Lititz Academy for Boys was a nineteenth-century boarding school in the Moravian village of Lititz, Lancaster County, Pennsylvania. It drew students from throughout the eastern U.S. and even from Canada, the Caribbean and Europe. In total, 2,326 pupils passed through Beck's curriculum, including Major General John F. Reynolds, a Union army leader killed at Gettysburg and his older brother Admiral William Reynolds; a number of successful businessmen, educators and Congressmen; railroad president Franklin B. Gowen; and the nephew of the abolitionist and Reconstruction politician, Thaddeus Stevens.

==History==
The school's founder, John Beck, was born in Frederick County, Maryland on June 16, 1791. While a child, his family moved to Lancaster County and then to Lebanon County. With no local school available, his parents sent John to Nazareth Hall, in Nazareth, Pennsylvania, a precursor of Moravian College. His accomplishments there were sufficiently undistinguished that they determined, when he was fifteen, to apprentice him to learn a trade under the care of a "religious and strictly moral man. . . whose views in that regard accorded with their own." Looking about they located a shoemaker in Lititz "whom they believed worthy of their confidence."

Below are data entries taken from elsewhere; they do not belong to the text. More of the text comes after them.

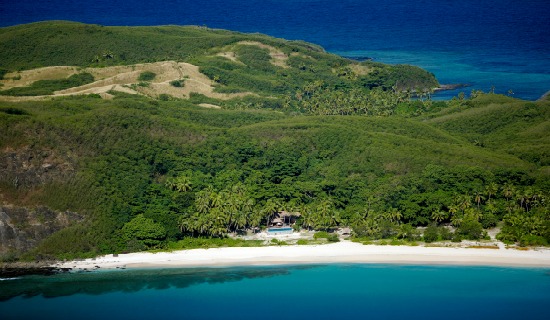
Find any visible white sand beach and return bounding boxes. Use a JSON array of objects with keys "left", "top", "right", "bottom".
[{"left": 57, "top": 241, "right": 550, "bottom": 270}]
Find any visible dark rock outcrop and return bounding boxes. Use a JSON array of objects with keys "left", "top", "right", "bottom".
[
  {"left": 0, "top": 205, "right": 83, "bottom": 254},
  {"left": 0, "top": 146, "right": 75, "bottom": 189},
  {"left": 0, "top": 146, "right": 83, "bottom": 256},
  {"left": 0, "top": 261, "right": 71, "bottom": 277}
]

Beck's teaching career started in 1813, a short time after completing his apprenticeship, when he was engaged to tutor five local apprentice boys. From this beginning, Beck next became master of the village school in Lititz, with twenty-two boys. In 1818, when Beck was offered a $300 salary to run the parochial school in Bethlehem, Pennsylvania, the people of Lititz dissuaded him by offering to turn their school over to him on his own terms. The school grew in the next several years from a single classroom in a converted blacksmith shop to a newly built, multi-room building; and simultaneously from simply the village school into a boarding school, John Beck's Boys Academy.

The boys lived with the families of the village, which was owned and governed by the local Moravian congregation. Studies went well beyond the usual "3 R's" to include more advanced subjects such as astronomy, chemistry, algebra, trigonometry and German. The school term was long, with only four weeks' vacation a year. Classes were held in morning and afternoon sessions; during the winter there were also evening lectures on "the various branches of Natural philosophy" and "the Manners and Customs and forms of Government of Nations."